Беру «Волхва», пробую в текст вникнуть. Но в голову лезет давно начатый мной в Петербурге роман об одном из моих предков, казаке Треньке Истоме. Называется этот роман «Коней вереница, верей череда, или прощание с героем». Там, в Петербурге, у меня застопорилось дело с ним, с романом этим.

Поднялся я, взял ручку и бумагу, подсел поближе к камину и начал писать. И вся глава вдруг написалась. Правда, писал её я до самого утра, пока мама в пять часов не встала и печку затоплять не начала.

В Москве метелит; и свирепо завернуло — воробьи околевают: прошмыгнуть рискнёт какой где по открытому, ни стеной, ни кровлей, ни заборишком не заслонённому проёму, вымерзнет, отчаянный, в воздухе, как капля водяная, уснёт прямо в полёте и повалится наземь глызкой, а там его даже и изголодавшаяся на воле кошка заблудная не подбирает: ледышка ледышкой сделается — зубы только об него сломать, — а потому и кошке он не нужен; да и сколькой день уж, едва ли не седмицу закругляет полную — дурит, дурит и передуреть никак не может; и при этом небо чистым остаётся: днём — лазоревым, как на иной иконе свежеписаной, а ночью — звёздным, хотя и начиналось-то когда, сутки, двое ли спустя от Сретенья Господня, и со светом белым люди мысленно уж распрощались — прямо по стогнам тучи волочились, и прогалу никакого между ними не зияло — так уж их, растрёп, одну к другой притиснуло.

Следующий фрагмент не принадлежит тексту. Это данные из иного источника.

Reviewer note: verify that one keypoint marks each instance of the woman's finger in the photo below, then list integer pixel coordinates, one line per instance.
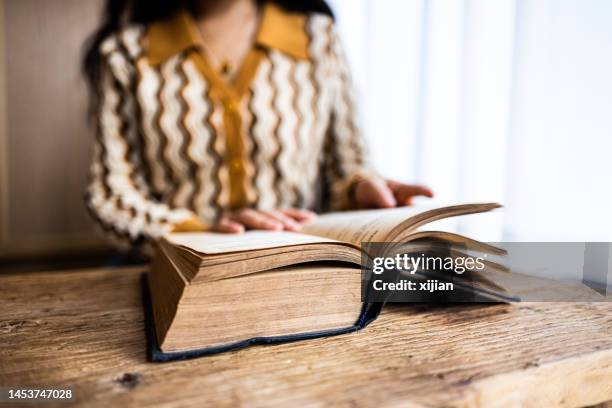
(288, 223)
(226, 225)
(299, 214)
(254, 219)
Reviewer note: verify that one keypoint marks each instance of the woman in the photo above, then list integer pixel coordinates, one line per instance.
(224, 115)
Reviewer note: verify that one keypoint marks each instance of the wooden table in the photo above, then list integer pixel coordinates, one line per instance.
(84, 329)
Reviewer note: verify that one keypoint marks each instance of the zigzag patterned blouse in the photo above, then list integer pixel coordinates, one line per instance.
(175, 141)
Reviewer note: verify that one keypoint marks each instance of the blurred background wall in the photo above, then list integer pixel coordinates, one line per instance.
(505, 100)
(44, 138)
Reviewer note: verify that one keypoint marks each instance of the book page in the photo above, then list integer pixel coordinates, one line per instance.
(220, 243)
(355, 227)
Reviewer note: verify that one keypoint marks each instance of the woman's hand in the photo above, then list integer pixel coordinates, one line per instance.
(287, 219)
(379, 193)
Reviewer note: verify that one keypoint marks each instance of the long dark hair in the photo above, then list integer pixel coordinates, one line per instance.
(116, 13)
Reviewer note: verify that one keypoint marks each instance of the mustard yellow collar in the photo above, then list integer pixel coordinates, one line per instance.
(278, 29)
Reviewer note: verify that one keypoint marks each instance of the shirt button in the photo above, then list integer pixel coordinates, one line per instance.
(230, 106)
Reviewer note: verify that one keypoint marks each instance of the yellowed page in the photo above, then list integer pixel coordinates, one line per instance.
(218, 243)
(355, 227)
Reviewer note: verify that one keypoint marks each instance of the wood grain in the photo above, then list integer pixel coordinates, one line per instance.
(84, 329)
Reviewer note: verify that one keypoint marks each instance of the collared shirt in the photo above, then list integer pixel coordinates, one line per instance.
(176, 141)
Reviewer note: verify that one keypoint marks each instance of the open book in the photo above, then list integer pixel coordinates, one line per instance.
(211, 292)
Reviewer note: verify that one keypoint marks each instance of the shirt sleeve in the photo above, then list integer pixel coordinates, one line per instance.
(345, 160)
(117, 195)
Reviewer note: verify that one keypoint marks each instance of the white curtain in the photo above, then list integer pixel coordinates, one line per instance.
(496, 100)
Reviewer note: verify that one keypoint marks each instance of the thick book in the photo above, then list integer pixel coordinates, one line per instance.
(212, 292)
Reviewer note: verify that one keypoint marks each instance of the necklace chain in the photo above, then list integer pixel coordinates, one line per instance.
(226, 67)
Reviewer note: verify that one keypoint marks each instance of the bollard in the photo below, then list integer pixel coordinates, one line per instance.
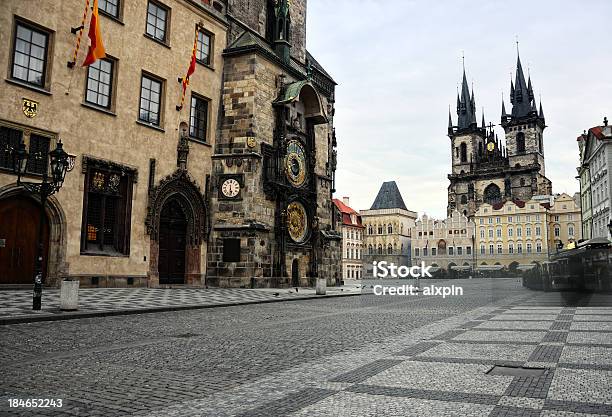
(321, 286)
(69, 295)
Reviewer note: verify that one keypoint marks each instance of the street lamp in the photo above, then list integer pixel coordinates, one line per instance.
(57, 163)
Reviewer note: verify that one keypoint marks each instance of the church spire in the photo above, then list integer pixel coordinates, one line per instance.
(521, 93)
(466, 106)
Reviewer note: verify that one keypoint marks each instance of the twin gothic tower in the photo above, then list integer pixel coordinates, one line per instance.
(483, 169)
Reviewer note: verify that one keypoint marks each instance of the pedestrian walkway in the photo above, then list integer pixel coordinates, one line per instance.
(16, 305)
(540, 354)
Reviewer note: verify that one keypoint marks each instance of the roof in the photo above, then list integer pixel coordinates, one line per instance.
(597, 132)
(347, 212)
(319, 67)
(388, 197)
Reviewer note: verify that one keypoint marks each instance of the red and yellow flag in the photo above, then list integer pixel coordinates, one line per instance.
(96, 47)
(185, 80)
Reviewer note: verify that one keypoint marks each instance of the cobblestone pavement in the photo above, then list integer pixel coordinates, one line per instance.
(17, 304)
(349, 356)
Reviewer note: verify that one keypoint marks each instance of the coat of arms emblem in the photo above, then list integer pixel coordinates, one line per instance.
(29, 107)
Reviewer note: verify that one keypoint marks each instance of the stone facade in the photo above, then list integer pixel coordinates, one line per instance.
(486, 171)
(257, 97)
(352, 240)
(272, 103)
(446, 244)
(113, 137)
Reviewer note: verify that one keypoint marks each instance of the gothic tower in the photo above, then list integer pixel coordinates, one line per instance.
(524, 128)
(467, 141)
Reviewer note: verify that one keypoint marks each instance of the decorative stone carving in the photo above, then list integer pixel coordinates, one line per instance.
(180, 186)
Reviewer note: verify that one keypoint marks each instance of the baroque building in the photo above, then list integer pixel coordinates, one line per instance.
(133, 210)
(595, 178)
(515, 234)
(231, 187)
(444, 244)
(272, 216)
(483, 169)
(352, 240)
(388, 229)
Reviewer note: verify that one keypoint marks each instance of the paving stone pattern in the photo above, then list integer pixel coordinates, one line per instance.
(349, 356)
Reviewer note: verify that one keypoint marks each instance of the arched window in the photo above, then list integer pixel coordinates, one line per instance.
(520, 142)
(492, 194)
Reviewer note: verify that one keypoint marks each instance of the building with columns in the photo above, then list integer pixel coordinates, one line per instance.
(444, 244)
(232, 189)
(352, 240)
(388, 227)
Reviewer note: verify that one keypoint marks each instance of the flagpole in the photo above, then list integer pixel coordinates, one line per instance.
(72, 63)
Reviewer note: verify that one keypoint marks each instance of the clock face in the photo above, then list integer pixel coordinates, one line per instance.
(297, 222)
(295, 163)
(230, 188)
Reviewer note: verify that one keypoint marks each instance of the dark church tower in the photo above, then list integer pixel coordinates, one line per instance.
(524, 128)
(281, 29)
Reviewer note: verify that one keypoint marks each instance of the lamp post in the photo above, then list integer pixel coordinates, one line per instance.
(57, 163)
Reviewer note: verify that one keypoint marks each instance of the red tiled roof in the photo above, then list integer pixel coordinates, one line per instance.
(346, 214)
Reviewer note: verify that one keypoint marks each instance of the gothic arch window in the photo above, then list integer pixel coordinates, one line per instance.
(520, 142)
(492, 194)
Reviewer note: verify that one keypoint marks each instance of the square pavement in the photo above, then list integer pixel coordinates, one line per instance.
(447, 373)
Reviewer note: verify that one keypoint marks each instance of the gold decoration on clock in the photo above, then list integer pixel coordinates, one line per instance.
(297, 222)
(295, 163)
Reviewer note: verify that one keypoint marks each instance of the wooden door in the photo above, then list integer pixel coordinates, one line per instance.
(295, 273)
(172, 243)
(19, 218)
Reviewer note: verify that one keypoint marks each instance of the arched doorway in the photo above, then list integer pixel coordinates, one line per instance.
(172, 243)
(295, 273)
(19, 220)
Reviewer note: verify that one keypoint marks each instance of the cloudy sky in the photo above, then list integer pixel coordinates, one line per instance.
(398, 64)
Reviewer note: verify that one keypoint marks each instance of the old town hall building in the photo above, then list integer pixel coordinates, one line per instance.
(233, 188)
(483, 169)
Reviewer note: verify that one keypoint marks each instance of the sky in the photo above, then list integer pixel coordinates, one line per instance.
(398, 64)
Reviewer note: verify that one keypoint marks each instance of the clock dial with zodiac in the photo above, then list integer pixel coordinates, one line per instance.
(230, 188)
(297, 222)
(295, 163)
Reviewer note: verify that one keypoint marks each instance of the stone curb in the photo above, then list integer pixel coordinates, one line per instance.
(109, 313)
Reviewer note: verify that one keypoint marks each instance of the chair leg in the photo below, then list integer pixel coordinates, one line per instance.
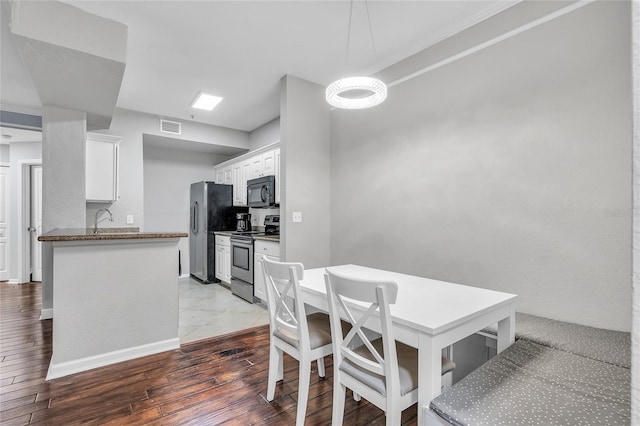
(320, 362)
(304, 377)
(339, 393)
(394, 416)
(447, 380)
(275, 371)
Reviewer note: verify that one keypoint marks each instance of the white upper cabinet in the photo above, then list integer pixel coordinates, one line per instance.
(219, 176)
(262, 162)
(102, 168)
(228, 175)
(240, 174)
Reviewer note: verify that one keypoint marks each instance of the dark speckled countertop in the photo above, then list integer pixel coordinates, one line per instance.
(86, 234)
(273, 238)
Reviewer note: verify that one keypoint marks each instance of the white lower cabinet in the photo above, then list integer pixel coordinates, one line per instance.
(223, 258)
(261, 249)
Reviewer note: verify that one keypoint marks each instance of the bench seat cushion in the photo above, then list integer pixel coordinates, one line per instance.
(612, 347)
(529, 383)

По Москве-реке и по Неглинной вьюжит. Пресмыкается ползуха-завертуха, вылизывает и без того гладкий лёд-яснец, мечет беспутно — из стороны в сторону, от берега к берегу, вдоль ли них — ворохи сухого и убойчивого, как картечь, снега, мечет, место, может быть, высматривая, где бы им, снегом этим, щель какую поплотней ещё законопатить — всё везде и так закупорено наглухо, вроде уж и рыскать бесполезно, но нухрит — не унимается — ну так! — коли нечем больше ей заняться, так хоть этим. Луна взошла — звёзды проредила. Ущербная — с выкусом. То скроется за жидким, как отгон молочный, без неё бы и не обнаруженным облаком, посквозит через него чуть тусклее, словно через кисею, то опять распеленается — вовсю сияет. Светло от неё в пустынном, с краю на край прометеленном, царствующем городе. И тихо. Только где-то чем-то громыхнёт вдруг обо что-то изредка — железом мёрзлым об железо, так кажется — да деревянным по деревянному стукнет — здесь-то не мало уж, хватает, — но и тот звук не живёт долго, тут же и пропадёт, едва лишь народившись, — хиуз загонит в закуток его ближайщий, там его и уморит, слабенького. Да волки ходучие — те не спят, а подвывают вьюге лихо, по оврагам глубоким слоняясь; носит же нелёгкая. Тоскливо им — ущерб в луне, но невеликий, — и от песни их сердечной мало кому, кто её слышит, весело становится — не хороводная. Псы в подворотнях, носом, будто в муфту, в пах себе уткнувшись, трясутся — то помельче, то пошибче — там и от холода уж и от страха, но и не диво. Глаза у них — пока один за тёплым веком греется, другой — вприщур, но всё при этом видит. Не лают псы. И поступают правильно. То на студёном-то ветру язык деревенеет; да и молчишь когда, оно вроде вернее, что братья кровные, но дикие не подберутся под шумок метельный и живот тебе пустой не вспорят — крепко родню свою не любят — бывает так и у людей: чужой к душе, родного — на кол.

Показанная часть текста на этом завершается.